A Post Entitled Finally!
I’ve been working on my chili recipe for years, and damn if I didn’t finally get it right tonight. I like spicy, but I’m really not into pain, so I’ve been after a truly spicy chili that doesn’t require the attendance of a fire brigade to eat, and has just a bit of a molé flavor to it. And I found it. K insisted I record it so I can do it again. Y’all ready?
1 lb ground beef
1 lb hot pork sausage (Jimmy Dean’s worked fine)
1 lb dry beans (I’m partial to red kidneys, but type doesn’t much matter)
1/4 lb mushrooms (K thought I was crazy ‘til she tried it)
2 cans whole tomatoes
Half a head of garlic, crushed or chopped fine
2 large onions, chunked
3 T chili powder
4 T red curry paste
1.5 t cayenne pepper
1 T + a bit of cocoa powder
1.5 T blackstrap molasses (or maple syrup or sorghum)
Lawry’s seasoning salt
Black pepperSoak the beans overnight, dump the water, add to a large stew pot (our 1 gal crockpot wasn’t nearly big enough.) Open the tomatoes, dump the juice into the pot, hand-crush the tomatoes into the pot. (Just grab them and squish them through your fingers, it’s fun.
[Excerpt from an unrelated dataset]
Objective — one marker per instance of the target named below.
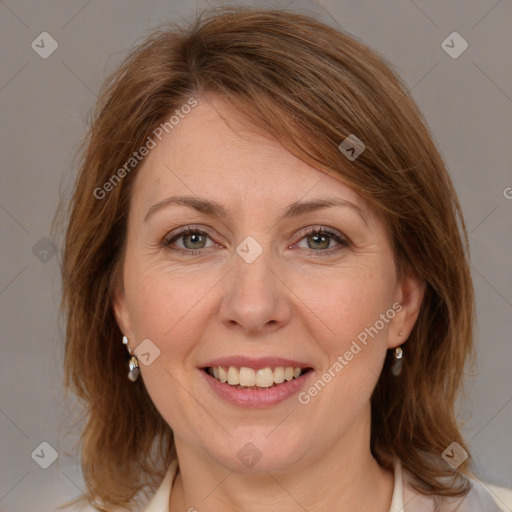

It helps to hold them deep in the pot while doing this, or you’ll be cleaning the entire kitchen later.) Turn the pot on medium low heat. Slice and add the mushrooms. Brown the beef and sausage together in a skillet, and while it’s browning, add the onions, garlic, chili powder, curry paste, and cayenne. Let it cook, stirring all the while, a few minutes longer than strictly necessary to just brown it, and somewhere in there coat the whole thing generously with Lawry’s and black pepper. You’ll be gumming up the skillet a little, but that’s okay. When it’s a little overdone, add it all to the pot, put the skillet back on its burner and add a cup or so of water to it and stir and scrape all the good gummy stuff loose. Add that to the pot, too, along with the cocoa and sweet stuff, and let it all simmer a couple hours to thicken and finish cooking the beans. If it needs more liquid, add water, leftover coffee, or whatever flips your switch. When the beans are done, grab bowls, spoons, friends, sour cream, cheese, beer, and cornbread, and get to work.
I’m convinced it was the curry paste and cocoa that had always been missing.
Oh, and I didn’t actually measure any of that shit, (though I did actually count the onions and the cans of tomatoes,) so feel free to adjust in any direction you please. And it’s not strictly necessary to season the meat as it cooks, but it’s the only way I’ve ever found to keep me from making a meal on it as it browns. That dose of cayenne up front keeps me out of it til it cooks.
Edit: Tart reminds me I forgot to list the tablespoon or so of cumin I told her I added.